The coalition includes the major interest groups with the potential to exert change on their respective industries: America’s Health Insurance Plans, the American Medical Association, the American Hospital Association, AdvaMed, Pharmaceutical Research and Manufacturers of America, and Service Employees International Union, which represents health care workers.
Dennis Rivera, chairman of SEIU Healthcare, spearheaded the effort in the last month or so, administration officials said, and they must continue to meet to draw up the full scope of potential savings.
Absent details, we can’t say this sounds particularly promising. “Pressure” is only going to get the industry so far.

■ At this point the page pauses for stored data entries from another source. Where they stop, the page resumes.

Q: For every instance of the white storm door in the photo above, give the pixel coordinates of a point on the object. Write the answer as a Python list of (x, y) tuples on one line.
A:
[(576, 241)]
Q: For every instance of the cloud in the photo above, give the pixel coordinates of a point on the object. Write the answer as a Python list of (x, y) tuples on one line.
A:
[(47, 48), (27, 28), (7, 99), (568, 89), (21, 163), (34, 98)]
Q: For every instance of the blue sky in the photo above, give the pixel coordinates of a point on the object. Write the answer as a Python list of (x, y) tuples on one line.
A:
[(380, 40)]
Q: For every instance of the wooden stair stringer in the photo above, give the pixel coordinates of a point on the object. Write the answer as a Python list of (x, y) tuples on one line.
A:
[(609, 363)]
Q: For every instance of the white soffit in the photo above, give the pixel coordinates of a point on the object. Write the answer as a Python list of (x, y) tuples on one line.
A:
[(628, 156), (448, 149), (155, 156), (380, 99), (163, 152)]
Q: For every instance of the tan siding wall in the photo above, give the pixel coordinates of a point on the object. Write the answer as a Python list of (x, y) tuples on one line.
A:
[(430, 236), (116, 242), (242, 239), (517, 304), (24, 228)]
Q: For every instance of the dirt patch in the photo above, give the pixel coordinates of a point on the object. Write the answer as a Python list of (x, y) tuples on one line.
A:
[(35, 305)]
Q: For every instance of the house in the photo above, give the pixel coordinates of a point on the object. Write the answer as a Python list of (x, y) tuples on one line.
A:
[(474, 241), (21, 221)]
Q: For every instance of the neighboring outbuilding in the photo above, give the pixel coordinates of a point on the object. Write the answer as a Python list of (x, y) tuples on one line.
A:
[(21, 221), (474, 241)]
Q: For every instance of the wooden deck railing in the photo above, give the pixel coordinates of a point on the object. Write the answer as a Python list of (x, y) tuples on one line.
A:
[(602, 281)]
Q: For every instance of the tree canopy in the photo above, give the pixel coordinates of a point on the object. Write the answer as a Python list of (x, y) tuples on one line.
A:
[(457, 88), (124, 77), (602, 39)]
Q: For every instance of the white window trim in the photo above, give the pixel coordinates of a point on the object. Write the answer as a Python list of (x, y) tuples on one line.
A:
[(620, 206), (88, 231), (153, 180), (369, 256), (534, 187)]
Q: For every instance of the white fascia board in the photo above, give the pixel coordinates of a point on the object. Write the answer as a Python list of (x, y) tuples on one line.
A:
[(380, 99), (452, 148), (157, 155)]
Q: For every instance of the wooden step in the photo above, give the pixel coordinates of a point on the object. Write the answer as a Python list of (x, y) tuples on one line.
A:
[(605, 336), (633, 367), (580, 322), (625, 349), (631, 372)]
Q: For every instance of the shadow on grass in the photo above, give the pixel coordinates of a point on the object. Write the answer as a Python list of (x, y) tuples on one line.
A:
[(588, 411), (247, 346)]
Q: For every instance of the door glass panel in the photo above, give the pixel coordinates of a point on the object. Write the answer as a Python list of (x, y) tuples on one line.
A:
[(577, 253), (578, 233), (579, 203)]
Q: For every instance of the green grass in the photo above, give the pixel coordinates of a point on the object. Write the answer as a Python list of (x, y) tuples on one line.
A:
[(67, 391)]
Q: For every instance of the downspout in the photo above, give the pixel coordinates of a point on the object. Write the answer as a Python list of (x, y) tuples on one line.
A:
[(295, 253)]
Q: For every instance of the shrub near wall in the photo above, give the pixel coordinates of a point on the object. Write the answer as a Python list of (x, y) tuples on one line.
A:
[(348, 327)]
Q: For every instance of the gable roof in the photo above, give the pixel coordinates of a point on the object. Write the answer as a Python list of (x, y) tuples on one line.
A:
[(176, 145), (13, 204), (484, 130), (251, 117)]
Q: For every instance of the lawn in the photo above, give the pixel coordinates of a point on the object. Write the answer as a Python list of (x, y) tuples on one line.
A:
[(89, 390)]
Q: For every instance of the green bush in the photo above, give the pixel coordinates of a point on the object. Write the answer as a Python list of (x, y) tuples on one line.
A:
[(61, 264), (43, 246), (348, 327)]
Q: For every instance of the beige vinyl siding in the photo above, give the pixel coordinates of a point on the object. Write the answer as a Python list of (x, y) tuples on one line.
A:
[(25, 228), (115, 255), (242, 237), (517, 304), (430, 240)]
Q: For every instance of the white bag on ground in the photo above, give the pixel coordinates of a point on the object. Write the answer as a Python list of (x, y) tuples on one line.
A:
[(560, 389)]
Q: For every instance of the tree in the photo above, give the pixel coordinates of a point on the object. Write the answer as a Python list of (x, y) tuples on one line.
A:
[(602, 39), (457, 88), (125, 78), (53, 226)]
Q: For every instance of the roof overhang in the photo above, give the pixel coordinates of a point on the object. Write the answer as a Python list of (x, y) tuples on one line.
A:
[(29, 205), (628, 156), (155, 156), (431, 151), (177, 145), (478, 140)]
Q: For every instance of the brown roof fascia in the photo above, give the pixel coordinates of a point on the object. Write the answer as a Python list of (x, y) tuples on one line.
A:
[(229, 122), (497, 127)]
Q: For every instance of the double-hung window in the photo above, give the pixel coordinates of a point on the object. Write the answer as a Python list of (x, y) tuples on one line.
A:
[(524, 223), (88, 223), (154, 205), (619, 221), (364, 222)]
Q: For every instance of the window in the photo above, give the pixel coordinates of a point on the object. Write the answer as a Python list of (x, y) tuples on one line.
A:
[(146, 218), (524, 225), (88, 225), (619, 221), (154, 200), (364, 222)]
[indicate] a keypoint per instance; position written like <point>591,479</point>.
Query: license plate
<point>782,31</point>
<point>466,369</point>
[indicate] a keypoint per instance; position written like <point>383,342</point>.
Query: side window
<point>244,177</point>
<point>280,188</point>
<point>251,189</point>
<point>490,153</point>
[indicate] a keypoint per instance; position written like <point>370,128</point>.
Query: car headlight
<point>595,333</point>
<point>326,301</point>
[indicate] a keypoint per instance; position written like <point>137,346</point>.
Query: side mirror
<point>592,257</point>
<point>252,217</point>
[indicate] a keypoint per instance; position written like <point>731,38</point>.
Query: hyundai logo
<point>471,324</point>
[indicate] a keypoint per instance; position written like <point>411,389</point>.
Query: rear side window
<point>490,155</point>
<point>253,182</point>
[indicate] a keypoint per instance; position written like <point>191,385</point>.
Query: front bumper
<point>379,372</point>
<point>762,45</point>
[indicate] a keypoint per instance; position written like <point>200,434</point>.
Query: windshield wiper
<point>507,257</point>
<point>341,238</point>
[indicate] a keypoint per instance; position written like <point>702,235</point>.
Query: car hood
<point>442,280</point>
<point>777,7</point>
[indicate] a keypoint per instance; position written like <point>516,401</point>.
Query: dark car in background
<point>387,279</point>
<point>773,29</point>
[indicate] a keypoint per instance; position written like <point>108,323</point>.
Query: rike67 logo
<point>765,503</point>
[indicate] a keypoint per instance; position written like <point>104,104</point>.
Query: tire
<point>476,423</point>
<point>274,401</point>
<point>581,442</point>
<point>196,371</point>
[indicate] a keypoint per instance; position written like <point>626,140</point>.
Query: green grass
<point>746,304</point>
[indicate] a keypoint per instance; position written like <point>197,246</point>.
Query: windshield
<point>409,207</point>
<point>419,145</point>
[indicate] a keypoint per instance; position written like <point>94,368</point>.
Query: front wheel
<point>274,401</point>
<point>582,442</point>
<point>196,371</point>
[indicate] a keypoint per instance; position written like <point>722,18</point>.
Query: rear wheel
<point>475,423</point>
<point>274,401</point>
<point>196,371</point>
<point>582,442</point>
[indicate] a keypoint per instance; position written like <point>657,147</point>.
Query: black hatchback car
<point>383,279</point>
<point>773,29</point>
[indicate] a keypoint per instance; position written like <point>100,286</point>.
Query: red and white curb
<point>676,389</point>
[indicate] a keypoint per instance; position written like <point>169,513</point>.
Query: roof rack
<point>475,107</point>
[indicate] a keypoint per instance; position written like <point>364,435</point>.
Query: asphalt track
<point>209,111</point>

Cutting doesn’t need be about “enforcement mechanisms”, it should be about markets. You don’t need enforcement mechanism or pressure to see price cuts in the market for computers and technology year after year. It’s just the result of fierce market pressure.
But due to a whole lot of factors — high regulation, employer-based health insurance, to name a couple — competition is scant in the US healthcare system.
It’s also, frankly, a bad sign that the coalition includes so many entrenches players, from big phrama to the AMA and the unions. How can it be real and biting if all those interest and lobbying groups are on board? It can’t.
We’ll provide more details and coverage as the announcement is made.